The above list is not meant to be comprehensive, just to guide you what articles, books, videos, and such that might turn up if you search for some of these things. It's a long road.

Regarding Halt and Catch Fire, I think there are things about it that ring true, but it's not so accurate. People get things done way too fast, act too much like we do today, and the office culture feels off to me. They really don't capture some of the more innovative cultures at various big companies of the time. Not even the more crazy ones like Atari's old office, though there are clear nods to companies if you pay attention. It'd be a long post to dissect it, but the short answer is no, but it's not like I experienced all there was to experience. It feels to me more like they took a lot of real things at the time, composited them together for story purposes, put on some 80s clothes, and otherwise threw things out the window. I do enjoy the show anyway though for even daring to touch that material.

Anyway, I hope that gets you started on a long, interesting path and I could add tons of more bullets to that list.


At risk of not adding much to your comment, this really rings true having been a teen when a lot of those names were big on the "scene". This definitely brought me down memory lane, and made me start thinking of finding some of my old local 2600 friends to see what they got up to over the years.

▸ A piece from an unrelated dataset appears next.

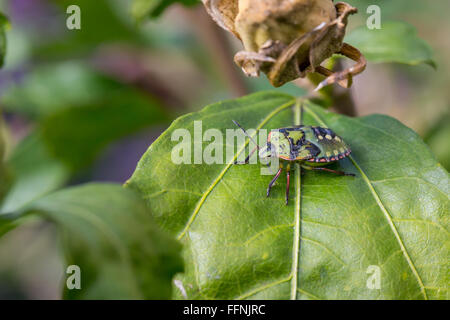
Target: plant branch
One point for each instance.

One thing I will add is that the energy and excitement was just so much more genuine and the passion was at a different level than today. I'm not saying there aren't extremely talented and energetic people these days - there are actually more simply due to the sheer size of the industry - but the density of them is far less. The self-selection filter was much stronger back then and while most folks were relatively well paid it wasn't mostly about chasing VC funds and hitting the next IPO. It was about "holy crap, I'm actually being paid to do things with computers!" - at least my tiny slice of the experience.

Things also were a lot more "simple" for lack of a better term. Today I'm not sure how I would have gotten my foot in the door and made myself minimally useful enough to start learning skills and gaining reputation (which then later led to a career) simply due to the sheer number of layers of abstraction on top of everything you have to punch through.

It was certainly a simpler and much wilder time though!


You reminded me, should add these to the lit section:

* 2600

* Cult of the Dead Cow

* Phrak


Well worth a listen to some old Off The Hook shows from 2600.com - they go back a long way in time and culture. Off The Wall too.